RANKIN COUNTY, Miss. — A federal judge on Thursday sentenced the fifth and a sixth former Mississippi law enforcement officers for breaking into a home last year and torturing two Black men as part of a group of white officers who called themselves the “Goon Squad.”
U.S. District Judge Tom Lee sentenced former Rankin County Sheriff’s Office chief investigator Brett McAlpin, 53, to serve more than 27 years in prison, The Associated Press reported. Later Thursday, Lee sentenced former Richland police Offer Joshua Hartfield, 32, to about 10 years in prison, according to the news agency.
Four other officers were earlier sentenced for the January 2023 attack on Michael Corey Jenkins and Eddie Terrell Parker.
Hartfield sentenced to about 10 years in prison
Update 12:45 p.m. EDT March 21: Prosecutors said former RCSO narcotics investigator Christian Lee Dedmon brought Hartfield to the home where Jenkins and Parker were staying in January 2023. Hartfield kicked open a back door to get inside, though neither him nor any of the other officers had a warrant, officials said.
Hartfield used his stun gun on Jenkins and Parker repeatedly and helped to hide evidence of the attack, court records show. He took the hard drive from the home’s surveillance system and later threw it into the Steen Creek in Florence, officials said.
Earlier Thursday, Lee sentenced McAlpin to more than 27 years in prison for his role in the attack.
Original report: McAlpin did not look at the victims, identified as Michael Corey Jenkins and Eddie Terrell Parker, as he appeared in court on Thursday and offered an apology, CNN reported.
“Eddie Parker and Michael Jenkins, I want you to know I’m sorry for what you went through,” he said, according to the news station.
“I’m sorry to your families because I have three boys and I know I would feel the very same, no different than you did, for what happened to Michael and Eddie. What happened was wrong.”
Court records show McAlpin was the chief investigator with the Rankin County Sheriff’s Office on Jan. 24, 2023, when a white neighbor complained to him about Black men who were staying at a home in Braxton. He contacted then-RCSO narcotics investigator Christian Lee Dedmon, 29, and told him “to take care of it,” prosecutors said. Dedmon then reached out to a group of officers who went by the “Goon Squad” because of their willingness to use excessive force and not to report it.

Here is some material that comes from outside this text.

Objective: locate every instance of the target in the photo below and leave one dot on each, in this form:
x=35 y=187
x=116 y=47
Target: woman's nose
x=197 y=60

That night, McAlpin, Dedmon, Hartfield and three other officers burst into the home without a warrant and tortured Jenkins and Parker with stun guns, a sex toy and other objects, court records show. They used racial slurs through the attack and kept the pair handcuffed for most of the attack.
Court records show McAlpin and another officer, Lt. Jeffrey Arwood Middleton — the leader of the Goon Squad — stole rubber mats from the home. Prosecutor said he planned to grab a Class A military uniform too, but he was distracted when he heard two gunshots coming from another room. RCSO patrol Deputy Hunter Thomas Elward had intended to carry out a pair of mock executions and stuck his gun in Jenkins’ mouth, court records show. The second time, the gun fired, lacerating Jenkins’ tongue and breaking his jaw.
As Jenkins was bleeding on the ground, the officers got together to settle on a cover story, later planting evidence that would prompt false charges against their victims for months.
The officers pleaded guilty to federal charges last summer.
On Wednesday, Lee sentenced former RCSO patrol Deputy Daniel Ready Opdyke, 28, to 17.5 years in prison for his role in the attack. He also handed down a 40-year sentence for Dedmon.
One day earlier, Lee sentenced Elward to 20 years in prison and gave Middleton a sentence of 17.5 years.